Over the last few years, Amazing Spider-Man has been an incredibly consistent read with occasional stand-out moments and a tight grasp on the character. In particular, Dan Slott’s run has been at times powerful and at times hilarious. It’s safe to say that the character is enjoying a period of sustained high quality and creative confidence – so what better time to do the first ever Spider-Man-centric crossover than now?
One of main problems with crossover events is that a lot of the time, they forget to deliver an actual story. Sure, there’s a plot, and on a good day it’s even one that makes sense – but many of them lack a heart or moral centre. You can’t say that they’re actually about anything. This year’s Fear Itself is a prime example: allegedly about fear, but actually about magic hammers.
Spider-Island was one of the rare ones. Not only did it have an entertaining, coherent plot, it actually felt like it had a story to tell: about Peter Parker, and how it’s not his powers and costume that make him Spider-Man, but how he chooses to use them – a concept explored by putting him in a situation where everyone has powers just like him.
Of course, Spider-Island also crossed over into other books and span out several miniseries, and there’s a reason this entry isn’t for Amazing Spider-Man, but for Spider-Island: because those crossovers were almost universally fantastic. The Cloak and Dagger mini by Spencer and Rios was utterly sublime, while Avengers one-shot by Christos Gage was hilarious. Rick Remender’s Venom issues were a virtual masterclass in hooking readers. It wasn’t all gold (Heroes for Hire, in particular, felt rather tacked-on) but as far as crossovers go, almost every book had a place and purpose.
It probably helps that two of the main villains of Spider-Island were Kaine and the Jackal, and as a 90s Spider-Man reader I’m predisposed to loving anything that builds on the clone saga (even though it’s clear Ben Reilly’s never going to return when there’s so much mileage in Marvel merely teasing his return) but there was so much going on to enjoy. The identity mysteries behind the Spider-King and the Jackal’s master.

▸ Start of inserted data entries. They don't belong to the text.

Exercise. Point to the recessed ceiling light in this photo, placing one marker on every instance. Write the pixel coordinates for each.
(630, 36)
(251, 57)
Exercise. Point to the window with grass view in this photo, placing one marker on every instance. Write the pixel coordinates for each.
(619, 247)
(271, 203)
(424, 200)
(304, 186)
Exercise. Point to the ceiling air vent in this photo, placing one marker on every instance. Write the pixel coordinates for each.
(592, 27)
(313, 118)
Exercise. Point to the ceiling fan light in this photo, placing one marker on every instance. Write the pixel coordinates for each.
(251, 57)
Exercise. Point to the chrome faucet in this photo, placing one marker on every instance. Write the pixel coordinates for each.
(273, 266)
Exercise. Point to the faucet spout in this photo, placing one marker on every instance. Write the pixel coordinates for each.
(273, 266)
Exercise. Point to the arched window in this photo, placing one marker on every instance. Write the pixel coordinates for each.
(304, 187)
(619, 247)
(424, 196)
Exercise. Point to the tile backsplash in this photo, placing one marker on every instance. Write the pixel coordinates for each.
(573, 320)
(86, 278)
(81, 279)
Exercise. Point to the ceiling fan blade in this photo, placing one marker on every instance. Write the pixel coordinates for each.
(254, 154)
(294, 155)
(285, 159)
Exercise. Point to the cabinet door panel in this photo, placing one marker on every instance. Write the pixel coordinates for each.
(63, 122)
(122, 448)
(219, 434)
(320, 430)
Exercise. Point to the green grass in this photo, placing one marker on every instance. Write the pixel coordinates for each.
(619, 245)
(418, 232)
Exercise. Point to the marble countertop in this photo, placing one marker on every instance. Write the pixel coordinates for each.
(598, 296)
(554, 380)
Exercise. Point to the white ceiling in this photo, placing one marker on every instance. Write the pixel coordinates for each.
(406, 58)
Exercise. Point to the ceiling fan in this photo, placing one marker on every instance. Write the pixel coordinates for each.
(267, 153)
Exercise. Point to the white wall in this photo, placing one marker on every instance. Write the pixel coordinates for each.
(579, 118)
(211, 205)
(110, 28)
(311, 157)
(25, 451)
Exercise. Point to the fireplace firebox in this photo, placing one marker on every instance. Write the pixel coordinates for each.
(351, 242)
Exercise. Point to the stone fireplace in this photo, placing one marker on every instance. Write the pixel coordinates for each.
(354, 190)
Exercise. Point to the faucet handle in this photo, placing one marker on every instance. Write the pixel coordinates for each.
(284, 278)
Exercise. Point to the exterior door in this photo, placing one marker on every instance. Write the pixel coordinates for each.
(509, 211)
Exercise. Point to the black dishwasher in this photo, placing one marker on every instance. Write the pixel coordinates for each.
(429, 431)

The romantic interplay between Peter, Carlie and MJ. And, of course, the iconic final image of the Empire State Building. This was a classic story, crossover or not.
Even the fact that it brushed aside the weird identity-protecting spell that only complicated Spidey’s status quo can be praised. Technically, philosophically, artistically, there wasn’t a weak point anywhere. It not only sustained itself as an event, but as a Spider-Man story too. The story beats were character-centric, not plot driven, grounding the story around Peter Parker in ways that the recent Daredevil crossover, “Shadowland”, failed to do with Matt Murdock.
Ultimately, what we witnessed in Spider-Island was a story that’s going to set the agenda for the next year of stories and provide the benchmark for any future Spider-Man crossovers. For a story born from the ashes of the clone saga, that’s not just remarkable: it’s actively impressive.